Press Ctrl T (Windows) or Command T (macOS) to transform the object and flip it horizontal or vertical to adjust, move, and match with the original hair.
Create a layer mask by pressing Alt (Windows) or Options (macOS) and click on the Layer Mask icon at the bottom of the Layers panel to hide the content. Select the color white as your Foreground color and use an ordinary round brush to reveal parts of the hair brush paint you want to show.
To adjust the luminosity of the new hair strands, go to Image > Adjustment Levels and use the handles in the Input Levels to lighten or darken the hair to match with the subject’s original hair.

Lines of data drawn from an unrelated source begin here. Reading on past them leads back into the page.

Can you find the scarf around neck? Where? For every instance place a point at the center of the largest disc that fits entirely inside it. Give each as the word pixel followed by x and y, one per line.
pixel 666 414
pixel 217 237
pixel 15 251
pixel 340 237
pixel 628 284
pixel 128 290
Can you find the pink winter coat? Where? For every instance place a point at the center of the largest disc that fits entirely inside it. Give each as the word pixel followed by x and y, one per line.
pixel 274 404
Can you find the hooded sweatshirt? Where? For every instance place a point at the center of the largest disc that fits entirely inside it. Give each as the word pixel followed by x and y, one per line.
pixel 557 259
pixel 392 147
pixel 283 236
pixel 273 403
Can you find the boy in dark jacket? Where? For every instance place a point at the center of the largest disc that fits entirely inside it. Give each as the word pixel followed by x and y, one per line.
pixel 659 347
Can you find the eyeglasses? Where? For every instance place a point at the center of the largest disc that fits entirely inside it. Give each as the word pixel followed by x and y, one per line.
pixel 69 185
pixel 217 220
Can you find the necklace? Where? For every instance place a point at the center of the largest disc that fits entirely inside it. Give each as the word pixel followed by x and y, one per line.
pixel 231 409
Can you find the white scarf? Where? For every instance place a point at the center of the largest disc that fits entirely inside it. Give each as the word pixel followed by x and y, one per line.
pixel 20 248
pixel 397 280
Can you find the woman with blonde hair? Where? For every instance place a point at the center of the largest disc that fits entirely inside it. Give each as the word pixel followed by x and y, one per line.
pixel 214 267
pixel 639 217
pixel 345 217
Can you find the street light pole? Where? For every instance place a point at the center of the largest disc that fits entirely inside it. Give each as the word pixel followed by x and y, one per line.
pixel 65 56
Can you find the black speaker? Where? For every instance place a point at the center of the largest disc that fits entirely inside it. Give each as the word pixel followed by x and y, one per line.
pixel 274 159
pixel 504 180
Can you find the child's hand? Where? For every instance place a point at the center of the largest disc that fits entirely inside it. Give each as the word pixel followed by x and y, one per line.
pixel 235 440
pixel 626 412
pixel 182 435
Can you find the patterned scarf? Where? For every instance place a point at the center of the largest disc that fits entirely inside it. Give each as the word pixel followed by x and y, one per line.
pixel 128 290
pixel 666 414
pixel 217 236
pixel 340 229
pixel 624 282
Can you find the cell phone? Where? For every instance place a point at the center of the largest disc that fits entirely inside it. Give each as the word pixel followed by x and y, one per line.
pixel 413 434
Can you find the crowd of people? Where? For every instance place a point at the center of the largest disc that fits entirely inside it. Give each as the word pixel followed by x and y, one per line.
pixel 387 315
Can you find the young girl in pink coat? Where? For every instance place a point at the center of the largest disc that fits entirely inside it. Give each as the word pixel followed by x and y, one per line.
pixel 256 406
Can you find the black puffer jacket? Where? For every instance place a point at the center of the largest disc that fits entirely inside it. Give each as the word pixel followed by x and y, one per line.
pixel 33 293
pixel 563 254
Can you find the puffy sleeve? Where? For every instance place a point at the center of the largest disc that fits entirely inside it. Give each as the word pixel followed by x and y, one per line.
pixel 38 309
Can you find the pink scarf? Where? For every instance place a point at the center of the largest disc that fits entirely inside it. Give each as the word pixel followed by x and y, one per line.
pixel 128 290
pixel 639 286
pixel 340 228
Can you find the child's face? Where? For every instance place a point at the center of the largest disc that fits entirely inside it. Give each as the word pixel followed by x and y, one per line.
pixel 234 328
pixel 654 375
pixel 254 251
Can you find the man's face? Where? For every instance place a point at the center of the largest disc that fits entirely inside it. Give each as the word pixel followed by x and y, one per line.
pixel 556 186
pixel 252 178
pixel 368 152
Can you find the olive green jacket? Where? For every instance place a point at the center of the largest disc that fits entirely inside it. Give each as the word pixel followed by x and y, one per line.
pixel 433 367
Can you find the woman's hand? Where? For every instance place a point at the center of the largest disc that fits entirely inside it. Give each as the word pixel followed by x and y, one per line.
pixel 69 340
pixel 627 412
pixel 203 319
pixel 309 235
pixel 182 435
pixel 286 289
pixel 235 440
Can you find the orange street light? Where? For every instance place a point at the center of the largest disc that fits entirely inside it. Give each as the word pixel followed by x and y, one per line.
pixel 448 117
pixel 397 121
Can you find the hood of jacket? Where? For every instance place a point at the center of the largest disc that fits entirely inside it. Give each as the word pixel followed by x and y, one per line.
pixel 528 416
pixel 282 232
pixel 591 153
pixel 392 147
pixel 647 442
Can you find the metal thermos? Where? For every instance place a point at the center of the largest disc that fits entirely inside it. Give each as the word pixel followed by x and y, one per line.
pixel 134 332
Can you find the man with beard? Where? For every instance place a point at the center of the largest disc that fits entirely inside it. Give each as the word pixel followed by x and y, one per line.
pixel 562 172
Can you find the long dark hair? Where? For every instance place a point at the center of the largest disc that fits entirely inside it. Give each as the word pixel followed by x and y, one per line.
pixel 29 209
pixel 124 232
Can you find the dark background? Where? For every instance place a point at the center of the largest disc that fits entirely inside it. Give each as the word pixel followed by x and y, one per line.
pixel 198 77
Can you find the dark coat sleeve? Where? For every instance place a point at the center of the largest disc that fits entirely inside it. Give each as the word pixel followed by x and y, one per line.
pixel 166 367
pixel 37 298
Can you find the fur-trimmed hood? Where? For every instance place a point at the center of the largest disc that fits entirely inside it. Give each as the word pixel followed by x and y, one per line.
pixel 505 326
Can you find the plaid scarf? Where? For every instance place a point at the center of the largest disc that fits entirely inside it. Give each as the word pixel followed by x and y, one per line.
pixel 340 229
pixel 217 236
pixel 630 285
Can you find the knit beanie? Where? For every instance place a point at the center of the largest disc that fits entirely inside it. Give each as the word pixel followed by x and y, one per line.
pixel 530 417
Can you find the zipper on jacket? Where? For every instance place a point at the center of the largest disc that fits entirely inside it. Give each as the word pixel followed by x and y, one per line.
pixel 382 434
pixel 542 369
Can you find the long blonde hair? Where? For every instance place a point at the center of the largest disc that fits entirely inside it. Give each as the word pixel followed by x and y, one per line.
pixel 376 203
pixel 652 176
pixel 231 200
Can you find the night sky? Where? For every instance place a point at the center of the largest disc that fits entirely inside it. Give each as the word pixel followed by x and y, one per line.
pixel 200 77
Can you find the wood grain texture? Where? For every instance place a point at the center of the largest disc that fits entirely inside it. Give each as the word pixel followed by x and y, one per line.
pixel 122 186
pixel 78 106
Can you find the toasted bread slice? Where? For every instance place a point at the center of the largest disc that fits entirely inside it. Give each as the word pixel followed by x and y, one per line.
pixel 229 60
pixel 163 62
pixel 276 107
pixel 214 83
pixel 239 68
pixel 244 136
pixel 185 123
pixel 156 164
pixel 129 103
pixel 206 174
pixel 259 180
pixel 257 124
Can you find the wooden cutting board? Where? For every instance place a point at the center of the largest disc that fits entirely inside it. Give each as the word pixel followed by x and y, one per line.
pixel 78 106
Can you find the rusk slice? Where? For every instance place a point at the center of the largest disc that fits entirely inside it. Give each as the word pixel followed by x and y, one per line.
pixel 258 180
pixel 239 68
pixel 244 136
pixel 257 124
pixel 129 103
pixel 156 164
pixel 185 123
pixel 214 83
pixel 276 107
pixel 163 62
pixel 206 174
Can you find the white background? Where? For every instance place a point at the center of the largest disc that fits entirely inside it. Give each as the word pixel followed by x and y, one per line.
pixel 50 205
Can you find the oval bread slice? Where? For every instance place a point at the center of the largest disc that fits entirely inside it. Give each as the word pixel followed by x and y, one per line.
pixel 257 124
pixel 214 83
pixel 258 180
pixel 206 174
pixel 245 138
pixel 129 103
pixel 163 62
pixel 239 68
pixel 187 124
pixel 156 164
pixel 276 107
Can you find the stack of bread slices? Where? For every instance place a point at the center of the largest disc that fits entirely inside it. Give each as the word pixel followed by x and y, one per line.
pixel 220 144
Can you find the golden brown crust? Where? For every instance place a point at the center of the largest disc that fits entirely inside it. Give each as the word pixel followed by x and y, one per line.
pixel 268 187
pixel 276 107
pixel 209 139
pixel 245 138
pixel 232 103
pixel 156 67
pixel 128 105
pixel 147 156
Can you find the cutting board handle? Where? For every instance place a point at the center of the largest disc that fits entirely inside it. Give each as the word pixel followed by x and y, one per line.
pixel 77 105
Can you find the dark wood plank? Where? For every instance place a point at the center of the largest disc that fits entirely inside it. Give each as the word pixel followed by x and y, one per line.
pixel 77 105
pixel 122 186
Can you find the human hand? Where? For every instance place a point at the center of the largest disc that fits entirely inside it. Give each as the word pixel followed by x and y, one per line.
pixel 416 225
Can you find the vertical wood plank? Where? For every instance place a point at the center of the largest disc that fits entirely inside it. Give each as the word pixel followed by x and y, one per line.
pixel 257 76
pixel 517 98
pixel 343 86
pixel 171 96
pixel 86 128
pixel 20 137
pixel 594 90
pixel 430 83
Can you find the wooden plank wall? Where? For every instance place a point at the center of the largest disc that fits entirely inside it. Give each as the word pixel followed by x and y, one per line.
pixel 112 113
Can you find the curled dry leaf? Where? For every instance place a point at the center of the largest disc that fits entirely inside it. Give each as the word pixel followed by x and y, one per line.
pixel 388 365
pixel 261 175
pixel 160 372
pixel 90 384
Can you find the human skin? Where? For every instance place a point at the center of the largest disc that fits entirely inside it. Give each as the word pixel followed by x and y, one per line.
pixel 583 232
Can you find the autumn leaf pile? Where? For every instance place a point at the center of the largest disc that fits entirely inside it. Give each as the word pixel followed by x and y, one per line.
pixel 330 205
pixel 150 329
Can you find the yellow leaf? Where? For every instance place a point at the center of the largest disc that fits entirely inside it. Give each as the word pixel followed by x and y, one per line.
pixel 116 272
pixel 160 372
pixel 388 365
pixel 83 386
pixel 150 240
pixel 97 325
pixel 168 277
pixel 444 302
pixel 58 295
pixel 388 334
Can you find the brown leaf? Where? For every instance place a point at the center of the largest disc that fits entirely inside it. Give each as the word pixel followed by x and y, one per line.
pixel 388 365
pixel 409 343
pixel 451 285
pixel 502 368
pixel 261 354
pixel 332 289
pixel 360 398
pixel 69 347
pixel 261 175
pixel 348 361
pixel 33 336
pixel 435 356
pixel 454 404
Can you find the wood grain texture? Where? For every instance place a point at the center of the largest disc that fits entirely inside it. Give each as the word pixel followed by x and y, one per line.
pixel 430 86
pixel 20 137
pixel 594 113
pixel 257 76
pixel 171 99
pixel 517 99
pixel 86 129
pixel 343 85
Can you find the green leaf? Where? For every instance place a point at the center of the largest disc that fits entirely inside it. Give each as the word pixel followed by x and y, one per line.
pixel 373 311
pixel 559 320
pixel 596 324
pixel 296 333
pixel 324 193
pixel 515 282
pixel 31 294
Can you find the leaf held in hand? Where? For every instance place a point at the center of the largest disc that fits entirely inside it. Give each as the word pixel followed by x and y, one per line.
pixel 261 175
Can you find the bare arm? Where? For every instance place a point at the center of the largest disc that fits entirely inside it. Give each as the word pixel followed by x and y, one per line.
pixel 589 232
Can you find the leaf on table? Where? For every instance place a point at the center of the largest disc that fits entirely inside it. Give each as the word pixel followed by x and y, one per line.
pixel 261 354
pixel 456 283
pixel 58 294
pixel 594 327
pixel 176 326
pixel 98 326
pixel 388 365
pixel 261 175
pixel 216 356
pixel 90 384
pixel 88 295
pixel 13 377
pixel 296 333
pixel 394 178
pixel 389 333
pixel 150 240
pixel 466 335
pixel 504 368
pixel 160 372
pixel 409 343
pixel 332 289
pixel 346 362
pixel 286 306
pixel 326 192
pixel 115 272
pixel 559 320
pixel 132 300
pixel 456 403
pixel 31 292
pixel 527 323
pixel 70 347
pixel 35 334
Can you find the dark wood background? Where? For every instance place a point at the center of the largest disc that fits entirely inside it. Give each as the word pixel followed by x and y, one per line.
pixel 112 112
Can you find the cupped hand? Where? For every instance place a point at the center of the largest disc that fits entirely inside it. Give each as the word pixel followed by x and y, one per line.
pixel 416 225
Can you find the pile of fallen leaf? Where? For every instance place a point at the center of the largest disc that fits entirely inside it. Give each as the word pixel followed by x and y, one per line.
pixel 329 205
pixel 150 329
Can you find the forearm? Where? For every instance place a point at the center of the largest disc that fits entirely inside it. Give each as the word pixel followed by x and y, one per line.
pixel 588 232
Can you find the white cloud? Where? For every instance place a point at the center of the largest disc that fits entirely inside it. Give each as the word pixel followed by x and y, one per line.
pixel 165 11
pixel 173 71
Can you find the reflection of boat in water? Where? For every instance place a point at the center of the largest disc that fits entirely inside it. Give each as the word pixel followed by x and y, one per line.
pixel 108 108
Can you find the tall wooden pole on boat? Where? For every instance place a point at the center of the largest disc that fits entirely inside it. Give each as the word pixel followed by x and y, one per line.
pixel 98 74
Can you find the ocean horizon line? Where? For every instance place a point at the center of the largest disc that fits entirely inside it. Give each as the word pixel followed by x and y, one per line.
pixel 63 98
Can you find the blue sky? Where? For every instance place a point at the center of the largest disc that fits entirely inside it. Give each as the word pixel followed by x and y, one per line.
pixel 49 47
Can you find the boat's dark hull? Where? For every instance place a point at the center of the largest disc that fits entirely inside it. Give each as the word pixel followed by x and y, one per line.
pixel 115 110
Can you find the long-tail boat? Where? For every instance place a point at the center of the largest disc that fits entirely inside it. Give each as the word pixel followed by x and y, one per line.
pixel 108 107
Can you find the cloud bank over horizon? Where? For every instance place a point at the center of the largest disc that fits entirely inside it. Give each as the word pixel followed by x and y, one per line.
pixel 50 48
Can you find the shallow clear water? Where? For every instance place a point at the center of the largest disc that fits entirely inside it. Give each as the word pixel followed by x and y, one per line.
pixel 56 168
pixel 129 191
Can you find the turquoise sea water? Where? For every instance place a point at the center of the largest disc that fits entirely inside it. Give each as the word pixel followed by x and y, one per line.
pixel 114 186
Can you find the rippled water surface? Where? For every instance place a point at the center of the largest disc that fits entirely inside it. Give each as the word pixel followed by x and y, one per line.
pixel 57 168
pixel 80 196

When you’re satisfied with the fine-tuning, press Ctrl S (Windows) or Command S (macOS) keys and close the existing tab. Then, all of the adjustments will be applied and updated on the Smart Object.
For any details you may have missed, you can quickly go back to the Smart Object to refine it and save the changes by pressing Ctrl S (Windows) or Command S (macOS).
And that’s how you match a subject with any background just by using tools and filters you’re already familiar with.
I hope this has been informational for you and may help you in your new workflow!